Friday, 29 January 2016

RIHANNA ANTI CLIMAX SATISFIED

I’ve tried many times and I just can’t do it. Maybe I’m cursed forever by that September ’84 Right On!, the one that questioned, “Who rules the music kingdom? Prince or Michael?” as the greatest Black pop forces of my wonder years stared from the cover, daring readers to choose one over the other. But as much of an obvious, indisputable icon as she is in her own right, I just can never consider Rihanna outside the context of Beyoncé. (On the flip, I contemplate Bey without Rihanna just fine.) Anti—Rihanna’s long-awaited eighth album, released last night exclusively on Tidal—flows long and strong, but that never stopped me from sizing it up against Beyoncé the whole time.

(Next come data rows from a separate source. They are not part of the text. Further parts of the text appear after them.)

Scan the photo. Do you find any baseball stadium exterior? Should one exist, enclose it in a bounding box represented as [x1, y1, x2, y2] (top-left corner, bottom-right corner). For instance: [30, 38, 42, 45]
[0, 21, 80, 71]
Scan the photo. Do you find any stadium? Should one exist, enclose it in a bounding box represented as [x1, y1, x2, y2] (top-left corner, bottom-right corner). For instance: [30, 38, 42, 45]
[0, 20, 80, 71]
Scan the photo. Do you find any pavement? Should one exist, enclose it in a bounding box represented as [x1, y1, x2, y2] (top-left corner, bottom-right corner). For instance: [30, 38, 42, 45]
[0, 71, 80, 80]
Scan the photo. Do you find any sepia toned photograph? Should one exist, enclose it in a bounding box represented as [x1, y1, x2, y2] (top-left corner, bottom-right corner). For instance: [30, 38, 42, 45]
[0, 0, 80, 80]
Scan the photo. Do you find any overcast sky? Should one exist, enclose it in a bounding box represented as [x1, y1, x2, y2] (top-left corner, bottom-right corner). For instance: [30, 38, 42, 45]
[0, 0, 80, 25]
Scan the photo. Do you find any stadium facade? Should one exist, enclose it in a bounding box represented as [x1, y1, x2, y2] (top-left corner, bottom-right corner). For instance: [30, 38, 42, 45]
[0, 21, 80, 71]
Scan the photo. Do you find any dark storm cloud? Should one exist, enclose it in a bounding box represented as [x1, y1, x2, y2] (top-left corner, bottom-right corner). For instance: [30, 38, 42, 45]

They’re Prince and MJ, the Beatles and the Rolling Stones, Janet and Madonna, MLK and Malcolm X. Okay, maybe not MLK and Malcolm X. But Rihanna is the Good Girl Gone Bad, and Beyoncé is the overachieving cheerleader pageant queen. They’re both feminist icons, but they’re also punk vs. pop.

As a male music lover, Beyoncé finally converted me to the Beyhive. It was the first of her five albums I cared to play more than once, not for the overall sexiness of the whole project, but (I swear) for the quality of the entire record from start to finish. Rihanna may never have taken this long between albums before. It stoked hopes that Anti would be that Rihanna masterpiece she never needed as a superstar in today’s post-millennial, singles-driven music industry. The album that (straight) guys could play and actually want to hear over and over. That needn’t be RiRi’s barometer for success, at all. That’s just what I was hoping for.

I feel like time will tell if I’ll ever want to hear Anti again, so I guess it’s not that masterpiece. But it’s damn good throughout, with a powerful quartet of ballads closing the album. Remember “Thank You” by the Brit singer Dido, famously sampled all up in Eminem’s “Stan”? Rihanna’s melodious vocals on “Never Ending” will bring that to mind (Dido gets a writing credit), crooning “it doesn’t have to feel so strange to be in love again” over plaintive guitar.

“Never Ending” brings on “Love on the Brain,” which sounds more rooted in 20th century musical arrangements than most of Anti up until that point. Instead of the album’s signature EDM atmospherics and unintelligible (or at least hard to decipher) lyrics, “Love on the Brain” brings Stax soul to the table, with male back-up singers responding to Rihanna like the Pips. “Must be love on the brain that’s got me feeling this way,” she sings. “It beats me black and blue but it f*cks me so good/And I can’t get enough.” Problematic? Very. Punk? Absolutely. But counter to most of Anti’s bad girl mood music, Rihanna’s actually singing here, full voice and powerful.